Оратор не занимается анализом исторических источников, не опровергает возражения своих возможных оппонентов и, больше того, не пытается даже вступать в спор с аргументацией, изложенной докладчиком. Основным методом внушения слушателям своих взглядов Введенский избирает ссылки на авторитеты. Одно за другим сыплются из его уст имена Гарнака, Содена, Готлиба Клейна, Сореля, Эдуарда Мейера и многих других историков, философов, богословов, признававших историческое существование Христа. Логика этой «аргументации» выглядит примерно так: вот ведь какие знаменитые люди признавали, как же вы можете отрицать?!

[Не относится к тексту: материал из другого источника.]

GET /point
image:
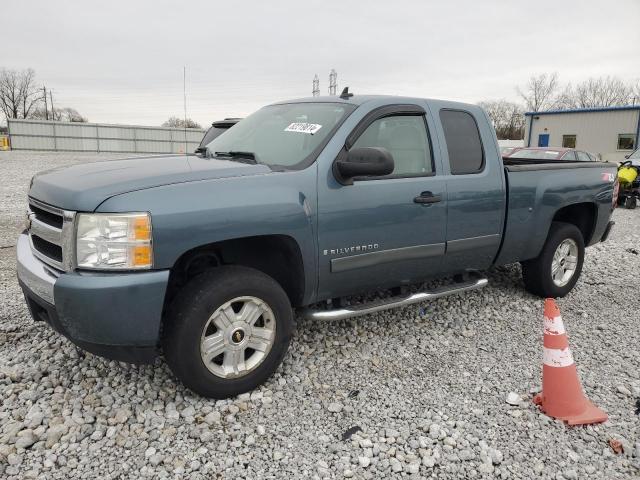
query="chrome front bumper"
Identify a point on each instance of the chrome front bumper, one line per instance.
(33, 273)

Это выглядит неубедительным даже для сторонников Введенского. Они немного смущены и ободряются только в наиболее эффектных местах речи оратора, когда он отпускает остроумную шутку, делает смелое и яркое сравнение, умело пускает в ход оружие тонкой иронии; здесь они разражаются аплодисментами. Но ведь надо что-то доказывать и что-то логически опровергать! Неизвестно, стороннику какого из двух лагерей принадлежит вызов, брошенный с галереи Введенскому в тот момент, когда он декларирует свое твердое убеждение в неправоте Луначарского:
— Докажите!
Здесь оратор делает маневр, который выглядит как прием, парирующий выпад противника, но по существу долженствующий лишь прикрыть прямую капитуляцию. Введенский отвечает голосу с галереи, потребовавшему у него доказательства:
— Для того, чтобы доказать всесторонне, нужно быть вооруженным всеми филологическими и богословскими знаниями не только лектору, но и слушающим. Но наша аудитория — не семинарий историко-филологического факультета…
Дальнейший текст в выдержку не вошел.